Indeed the purpose of many spreadsheets, however ‘fearsomely’ complex they are, is precisely to avoid rigid IT controls. And while IT can support spreadsheets by deploying assistive technology for technical things like change tracking, the first line of control is necessarily by humans – and the discipline and scrutiny of ‘peer review’ becomes crucial in particular.
Often compliance may not be wholly considered within the domain of the IT department, and business self-service tools like spreadsheets may seem to fall more comfortably under the auspices of business management.
There are indeed ‘compliance challenges’ with spreadsheets. We find that the first steps in a spreadsheet control project are often to determine what critical business processes are supported by spreadsheets, and then ensure the necessary business controls are in place.
A bottom-up approach of creating an inventory of spreadsheets will produce a huge list of potentially millions of files. Making everybody aware that spreadsheets are central to what we do is really important, and the spreadsheet inventory often helps bring this message home.

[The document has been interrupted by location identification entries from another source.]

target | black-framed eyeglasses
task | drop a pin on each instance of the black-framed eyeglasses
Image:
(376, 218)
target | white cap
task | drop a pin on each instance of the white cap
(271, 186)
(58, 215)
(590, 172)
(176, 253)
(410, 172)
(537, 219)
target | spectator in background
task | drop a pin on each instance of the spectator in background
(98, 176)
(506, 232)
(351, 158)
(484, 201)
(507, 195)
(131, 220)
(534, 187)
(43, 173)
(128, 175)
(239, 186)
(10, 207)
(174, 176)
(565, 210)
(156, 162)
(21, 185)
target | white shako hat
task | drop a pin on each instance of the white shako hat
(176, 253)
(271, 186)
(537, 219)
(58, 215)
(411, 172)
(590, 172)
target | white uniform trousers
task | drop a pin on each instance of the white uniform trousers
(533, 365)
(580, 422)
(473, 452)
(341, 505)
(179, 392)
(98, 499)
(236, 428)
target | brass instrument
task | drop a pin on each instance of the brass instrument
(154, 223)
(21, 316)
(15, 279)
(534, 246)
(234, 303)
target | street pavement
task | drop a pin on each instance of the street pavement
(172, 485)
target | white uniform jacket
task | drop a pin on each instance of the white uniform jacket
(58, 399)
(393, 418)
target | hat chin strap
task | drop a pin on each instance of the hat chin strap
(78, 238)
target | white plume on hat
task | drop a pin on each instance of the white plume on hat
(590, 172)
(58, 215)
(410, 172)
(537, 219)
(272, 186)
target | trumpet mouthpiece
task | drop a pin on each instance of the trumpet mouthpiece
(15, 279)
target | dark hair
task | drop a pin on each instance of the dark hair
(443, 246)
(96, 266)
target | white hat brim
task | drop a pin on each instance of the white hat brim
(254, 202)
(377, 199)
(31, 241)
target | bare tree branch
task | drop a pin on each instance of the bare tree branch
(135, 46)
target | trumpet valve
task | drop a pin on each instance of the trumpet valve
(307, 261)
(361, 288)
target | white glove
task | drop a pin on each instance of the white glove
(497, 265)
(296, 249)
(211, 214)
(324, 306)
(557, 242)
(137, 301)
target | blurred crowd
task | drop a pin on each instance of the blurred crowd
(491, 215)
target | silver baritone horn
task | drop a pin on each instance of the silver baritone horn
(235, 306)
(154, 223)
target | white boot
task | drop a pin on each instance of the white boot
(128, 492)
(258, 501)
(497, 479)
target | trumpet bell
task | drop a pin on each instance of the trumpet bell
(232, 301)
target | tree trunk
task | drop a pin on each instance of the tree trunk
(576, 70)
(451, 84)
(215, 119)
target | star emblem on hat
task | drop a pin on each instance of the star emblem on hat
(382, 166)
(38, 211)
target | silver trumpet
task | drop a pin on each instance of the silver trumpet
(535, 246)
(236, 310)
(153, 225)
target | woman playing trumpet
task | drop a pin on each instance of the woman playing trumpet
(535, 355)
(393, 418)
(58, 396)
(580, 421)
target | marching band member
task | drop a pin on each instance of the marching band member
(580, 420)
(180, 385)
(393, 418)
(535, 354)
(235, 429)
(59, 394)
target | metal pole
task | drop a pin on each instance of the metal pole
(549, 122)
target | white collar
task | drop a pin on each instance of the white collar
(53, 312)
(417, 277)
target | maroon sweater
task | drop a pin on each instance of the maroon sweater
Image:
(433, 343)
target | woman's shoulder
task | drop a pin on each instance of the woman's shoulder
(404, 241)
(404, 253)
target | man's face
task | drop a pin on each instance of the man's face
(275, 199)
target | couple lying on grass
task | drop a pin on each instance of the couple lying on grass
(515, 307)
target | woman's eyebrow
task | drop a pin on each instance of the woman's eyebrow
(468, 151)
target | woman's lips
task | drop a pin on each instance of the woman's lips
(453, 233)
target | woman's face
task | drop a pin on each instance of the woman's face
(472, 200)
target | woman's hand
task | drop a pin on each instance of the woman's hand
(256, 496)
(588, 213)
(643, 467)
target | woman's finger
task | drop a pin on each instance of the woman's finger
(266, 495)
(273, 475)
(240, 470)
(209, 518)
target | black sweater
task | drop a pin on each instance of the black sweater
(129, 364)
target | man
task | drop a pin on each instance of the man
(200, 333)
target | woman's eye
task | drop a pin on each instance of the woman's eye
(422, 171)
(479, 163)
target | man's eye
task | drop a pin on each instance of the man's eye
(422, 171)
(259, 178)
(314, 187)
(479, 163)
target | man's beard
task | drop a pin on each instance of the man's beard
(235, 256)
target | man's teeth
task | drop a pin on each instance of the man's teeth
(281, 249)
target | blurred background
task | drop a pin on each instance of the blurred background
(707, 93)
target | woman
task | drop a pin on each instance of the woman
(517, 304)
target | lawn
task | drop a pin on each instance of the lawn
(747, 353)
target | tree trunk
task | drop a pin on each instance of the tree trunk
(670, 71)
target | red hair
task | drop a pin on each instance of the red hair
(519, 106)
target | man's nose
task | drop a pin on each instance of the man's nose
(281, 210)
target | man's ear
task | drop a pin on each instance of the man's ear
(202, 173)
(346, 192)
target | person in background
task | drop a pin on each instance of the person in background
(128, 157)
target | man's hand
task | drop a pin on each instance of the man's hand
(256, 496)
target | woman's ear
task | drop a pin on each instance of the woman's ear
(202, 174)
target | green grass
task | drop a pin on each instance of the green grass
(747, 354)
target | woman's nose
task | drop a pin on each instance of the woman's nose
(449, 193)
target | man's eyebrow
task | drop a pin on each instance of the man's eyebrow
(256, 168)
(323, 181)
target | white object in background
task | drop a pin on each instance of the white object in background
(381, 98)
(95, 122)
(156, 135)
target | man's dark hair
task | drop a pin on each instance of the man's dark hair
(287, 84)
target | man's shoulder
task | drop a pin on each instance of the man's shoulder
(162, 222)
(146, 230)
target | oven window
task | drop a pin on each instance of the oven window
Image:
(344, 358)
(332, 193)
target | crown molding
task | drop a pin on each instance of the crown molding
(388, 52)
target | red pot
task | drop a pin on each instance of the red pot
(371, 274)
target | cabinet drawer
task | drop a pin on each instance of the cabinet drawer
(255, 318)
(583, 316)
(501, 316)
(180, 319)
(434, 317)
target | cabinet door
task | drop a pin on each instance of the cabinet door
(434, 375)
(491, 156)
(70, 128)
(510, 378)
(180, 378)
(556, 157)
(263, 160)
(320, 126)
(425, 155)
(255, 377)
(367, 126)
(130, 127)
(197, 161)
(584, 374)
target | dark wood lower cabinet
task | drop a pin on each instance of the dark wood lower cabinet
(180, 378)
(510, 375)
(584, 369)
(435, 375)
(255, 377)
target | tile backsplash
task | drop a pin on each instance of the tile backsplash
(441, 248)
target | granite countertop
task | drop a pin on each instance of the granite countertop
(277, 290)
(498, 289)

Some tools can produce a simple static analysis showing their size and complexity, but such a list is really best as a check on the first process of identifying critical spreadsheets, as so often users will overlook their spreadsheets as important parts of the business process.
Awareness of the sheer scale of reliance is an important first step. Developing awareness and establishing in-house measures to bring home the message about how to work safely and responsibly with spreadsheets is also important.
The Spreadsheet Safe syllabus is concerned with the nuts and bolts of using spreadsheets and the technical controls such as cross-check totals, and other validation features. Also there are important learning points related to versionning, documentation, data security, peer review, auditing and reconciliation.
Added to this a good knowledge and awareness of the applicable regulatory and compliance coverage will help ensure that each end-user is aware of their responsibility for custodianship of their data and their own calculation workflow.